The phenomenon of glucose transport activation in response to glucose deprivation was studied in 3T3-L1 adipocytes. This effect is dependent on new protein synthesis. We carried out glucose deprivation in the presence of fructose, which provided cells with a source of carbohydrate and interfered little with the observed 8- to 10-fold transport activation. A novel procedure for the subfraction of 3T3-L1 adipocytes was used to rule out the involvement of translocation in transport activation. We established this protocol to study the subcellular distribution of the two glucose transporters present in 3T3-L1 adipocytes, GLUT1 and GLUT4. GLUT1 was shown to be the major transporter at the cell surface. Glucose deprivation did not alter the level of either transporter at the cell surface, with 20% of GLUT1 and 3% of GLUT4 appearing at the plasma membrane in both control and glucose-deprived cells. We also showed that plasma membranes of glucose-deprived cells retained transport activity.
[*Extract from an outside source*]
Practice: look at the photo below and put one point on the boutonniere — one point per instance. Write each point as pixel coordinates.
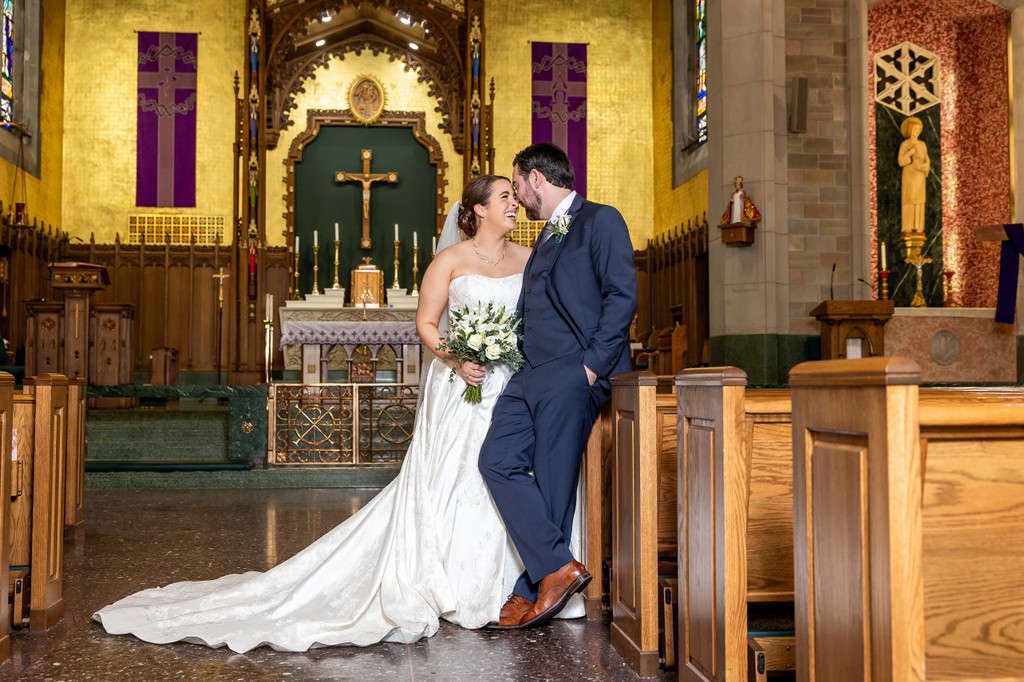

Plasma membrane proteins were then analyzed using the techniques of cell surface biotinylation and our novel subfractionation procedure. In addition, newly synthesized proteins from total membrane preparations were analyzed by two-dimensional gel electrophoresis using metabolic radiolabeling. We studied adaptation to glucose deprivation with addition of glycosylation and protein degradation inhibitors and with glucose re-feeding experiments. Tunicamycin diminished the activation response by 50%. Re-addition of glucose to deprived cells returned transport levels to basal within 4 hours. This was unaffected by inhibition of protein degradation. Transport activation was twice as fast in glucose deprived then refed cells compared with fed controls. Novel proteins were synthesized during glucose deprivation. One glucose-dependent protein (50 kDa, pI 5.2) was isolated and microsequenced which resulted in some sequence that was novel and some that matched the intermediate filament protein vimentin. Unlike vimentin which by immunoblotting was shown not to change in response to glucose deprivation, we observed that this 50 kDa protein appeared with glucose withdrawal and disappeared with glucose refeeding. This protein and at least one other which requires future study are implicated in adaptation of 3T3-L1 adipocytes to glucose deprivation.